- A Navy secretary must pursue her retaliation claim through the Navy’s administrative procedure before she can sue in court, the District of Columbia U.S. Circuit Court of Appeals held (Webster v. Del Toro, No. 21-5040 (D.C. Cir. Sept. 20, 2022)).
- The secretary complained to the Navy that an IT contractor was subjecting her to a hostile work environment by telling others she was trouble and to watch out, according to court documents. She also alleged that her supervisor, a Navy captain, permitted the harassment. The Navy found her complaint unproven, and she appealed to the U.S. Equal Employment Opportunity Commission, which agreed with the Navy. However, the EEOC did find that the captain may have retaliated against the secretary by disclosing her earlier EEO charges to the contractor. She sued the Navy for retaliation under Title VII of the Civil Rights Act of 1964.
- The lawsuit was properly dismissed, the D.C. Circuit held. “Section 717(c) [of Title VII] consists of one long, convoluted sentence, but this much is clear: It requires a federal employee to present a ‘charge’ or ‘complaint’ of discrimination or retaliation to the employing agency before presenting it in court,” the panel explained. The secretary’s complaint did not present a retaliation charge, and without more, she was not permitted to litigate it, the court said.

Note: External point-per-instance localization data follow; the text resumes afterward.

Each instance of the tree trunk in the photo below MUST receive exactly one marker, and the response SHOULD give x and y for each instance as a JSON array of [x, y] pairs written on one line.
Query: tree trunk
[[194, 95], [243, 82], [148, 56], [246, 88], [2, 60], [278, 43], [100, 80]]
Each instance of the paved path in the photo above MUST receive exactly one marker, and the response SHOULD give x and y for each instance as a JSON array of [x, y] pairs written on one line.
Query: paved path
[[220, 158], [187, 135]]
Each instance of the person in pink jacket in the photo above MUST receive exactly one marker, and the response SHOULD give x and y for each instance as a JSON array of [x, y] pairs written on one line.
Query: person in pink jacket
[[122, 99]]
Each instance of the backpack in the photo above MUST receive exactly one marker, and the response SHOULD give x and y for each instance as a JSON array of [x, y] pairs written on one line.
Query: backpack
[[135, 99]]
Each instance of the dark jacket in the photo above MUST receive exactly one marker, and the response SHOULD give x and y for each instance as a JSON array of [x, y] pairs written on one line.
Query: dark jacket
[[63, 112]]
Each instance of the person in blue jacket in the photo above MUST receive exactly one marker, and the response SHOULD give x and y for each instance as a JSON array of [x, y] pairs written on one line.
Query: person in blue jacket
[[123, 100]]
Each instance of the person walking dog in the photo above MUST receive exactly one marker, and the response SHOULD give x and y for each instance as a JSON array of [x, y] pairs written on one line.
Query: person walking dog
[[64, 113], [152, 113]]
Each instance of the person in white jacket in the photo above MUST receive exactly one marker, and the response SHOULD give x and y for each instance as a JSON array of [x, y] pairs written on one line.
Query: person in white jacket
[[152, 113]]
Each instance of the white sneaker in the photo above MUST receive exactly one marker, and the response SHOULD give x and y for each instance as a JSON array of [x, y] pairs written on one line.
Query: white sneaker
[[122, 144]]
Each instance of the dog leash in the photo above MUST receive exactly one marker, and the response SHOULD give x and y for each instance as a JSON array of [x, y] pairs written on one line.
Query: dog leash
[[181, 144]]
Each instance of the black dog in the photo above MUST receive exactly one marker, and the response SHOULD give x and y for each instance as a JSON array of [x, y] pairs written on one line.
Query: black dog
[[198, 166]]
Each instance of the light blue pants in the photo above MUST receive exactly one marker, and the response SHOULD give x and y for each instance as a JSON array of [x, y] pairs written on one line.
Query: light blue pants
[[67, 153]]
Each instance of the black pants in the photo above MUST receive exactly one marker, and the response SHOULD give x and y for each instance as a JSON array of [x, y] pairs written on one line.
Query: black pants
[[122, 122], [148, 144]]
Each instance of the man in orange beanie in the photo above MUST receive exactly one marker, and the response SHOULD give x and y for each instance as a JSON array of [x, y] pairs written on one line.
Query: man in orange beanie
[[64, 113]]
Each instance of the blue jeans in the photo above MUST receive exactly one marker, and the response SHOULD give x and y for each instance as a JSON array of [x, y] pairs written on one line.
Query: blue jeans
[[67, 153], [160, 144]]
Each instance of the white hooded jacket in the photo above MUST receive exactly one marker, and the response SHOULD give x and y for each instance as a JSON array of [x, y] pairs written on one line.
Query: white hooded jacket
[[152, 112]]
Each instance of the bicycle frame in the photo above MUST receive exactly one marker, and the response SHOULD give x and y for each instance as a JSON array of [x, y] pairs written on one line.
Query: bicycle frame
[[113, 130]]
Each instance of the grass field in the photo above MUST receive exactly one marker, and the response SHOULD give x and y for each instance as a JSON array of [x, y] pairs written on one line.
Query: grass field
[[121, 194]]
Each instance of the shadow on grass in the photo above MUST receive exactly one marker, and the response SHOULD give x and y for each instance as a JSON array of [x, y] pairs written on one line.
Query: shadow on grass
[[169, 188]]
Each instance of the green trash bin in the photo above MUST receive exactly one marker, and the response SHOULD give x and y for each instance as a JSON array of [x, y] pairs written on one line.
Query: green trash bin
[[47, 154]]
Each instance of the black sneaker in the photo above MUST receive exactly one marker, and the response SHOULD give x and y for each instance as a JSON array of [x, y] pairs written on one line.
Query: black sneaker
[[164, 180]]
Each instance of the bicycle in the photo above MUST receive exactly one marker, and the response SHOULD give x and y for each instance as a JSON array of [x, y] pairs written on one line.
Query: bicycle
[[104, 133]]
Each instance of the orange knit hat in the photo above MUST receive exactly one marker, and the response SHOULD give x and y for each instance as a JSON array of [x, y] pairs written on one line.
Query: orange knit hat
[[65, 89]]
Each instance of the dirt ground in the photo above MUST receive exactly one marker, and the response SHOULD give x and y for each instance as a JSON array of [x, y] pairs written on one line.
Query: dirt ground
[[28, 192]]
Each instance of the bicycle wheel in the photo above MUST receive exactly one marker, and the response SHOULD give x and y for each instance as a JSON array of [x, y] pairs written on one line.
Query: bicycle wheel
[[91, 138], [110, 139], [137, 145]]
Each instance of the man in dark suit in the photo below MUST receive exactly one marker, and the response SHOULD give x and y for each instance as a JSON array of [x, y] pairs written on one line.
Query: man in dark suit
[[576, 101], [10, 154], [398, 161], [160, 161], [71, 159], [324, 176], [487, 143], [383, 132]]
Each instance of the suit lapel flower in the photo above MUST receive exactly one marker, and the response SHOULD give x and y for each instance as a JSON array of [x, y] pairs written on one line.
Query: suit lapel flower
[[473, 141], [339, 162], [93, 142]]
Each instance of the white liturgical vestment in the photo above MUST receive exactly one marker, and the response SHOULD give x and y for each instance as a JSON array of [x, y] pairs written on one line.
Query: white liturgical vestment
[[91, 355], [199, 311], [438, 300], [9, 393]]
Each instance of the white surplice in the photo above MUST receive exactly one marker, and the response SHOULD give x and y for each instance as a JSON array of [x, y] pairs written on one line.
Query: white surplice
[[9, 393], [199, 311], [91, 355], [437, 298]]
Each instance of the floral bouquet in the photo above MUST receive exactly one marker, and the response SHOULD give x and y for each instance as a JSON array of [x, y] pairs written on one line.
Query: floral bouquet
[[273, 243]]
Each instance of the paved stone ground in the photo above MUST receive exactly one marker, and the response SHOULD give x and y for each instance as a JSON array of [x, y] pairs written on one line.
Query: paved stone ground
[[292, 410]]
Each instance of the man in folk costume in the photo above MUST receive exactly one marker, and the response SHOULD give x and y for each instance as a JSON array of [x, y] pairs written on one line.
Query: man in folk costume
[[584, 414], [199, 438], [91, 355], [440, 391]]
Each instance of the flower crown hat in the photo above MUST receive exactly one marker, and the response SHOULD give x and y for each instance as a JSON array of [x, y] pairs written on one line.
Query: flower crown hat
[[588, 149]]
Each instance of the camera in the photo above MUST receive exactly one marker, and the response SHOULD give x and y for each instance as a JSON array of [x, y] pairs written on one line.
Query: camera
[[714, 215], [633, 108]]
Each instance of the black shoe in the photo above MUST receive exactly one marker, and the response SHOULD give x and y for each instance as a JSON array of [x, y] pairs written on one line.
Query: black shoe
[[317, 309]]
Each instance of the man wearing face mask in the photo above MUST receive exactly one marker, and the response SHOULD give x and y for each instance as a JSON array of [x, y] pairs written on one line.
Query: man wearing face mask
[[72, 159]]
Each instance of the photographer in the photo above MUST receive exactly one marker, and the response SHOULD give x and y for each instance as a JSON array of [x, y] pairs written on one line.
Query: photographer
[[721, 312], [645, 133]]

Like employees in the private sector, federal workers may not go directly to court with a Title VII complaint. Other than charges of age or equal pay discrimination, Section 717 requires federal employees to first try to settle their complaint with their employing agency under an extensive administrative procedure, according to an EEOC management directive.
The first step is contacting their agency’s EEO counselor, an EEOC guidance explains. If the dispute isn’t settled through counseling, the employee can file a formal complaint against the agency with its EEO office. Following an investigation, if the employee doesn’t agree with they agency’s determination, the employee can appeal to the EEOC or challenge the decision in court.
While the administrative procedures differ, the standard is the same for both private sector and federal employees: “Outside the context of hostile work environment claims, an ‘unlawful employment practice’ under Title VII is a ‘discrete retaliatory or discriminatory act’ that must be individually charged and filed within the appropriate deadline,” the D.C. Circuit explained. A charge alleging one unlawful practice does not permit the employer to challenge others, it emphasized.
The D.C. Circuit construes administrative complaints “charitably in favor of the employee,” the panel noted. But in this case, the secretary’s complaint asserted only that the captain allowed the contractor to subject her to a hostile environment on or about a specific date. “No amount of liberal construction” could transform this claim into only that the captain retaliated against her a few weeks later by disclosing her past EEO activity, the court said.
Also, during the Navy’s investigation, the secretary never indicated that she wished to pursue a retaliation claim, the D.C. Circuit noted. Instead, she mentioned in passing that the captain may have told the contractor about her earlier EEO charges but made it clear that her complaint was not about his conduct.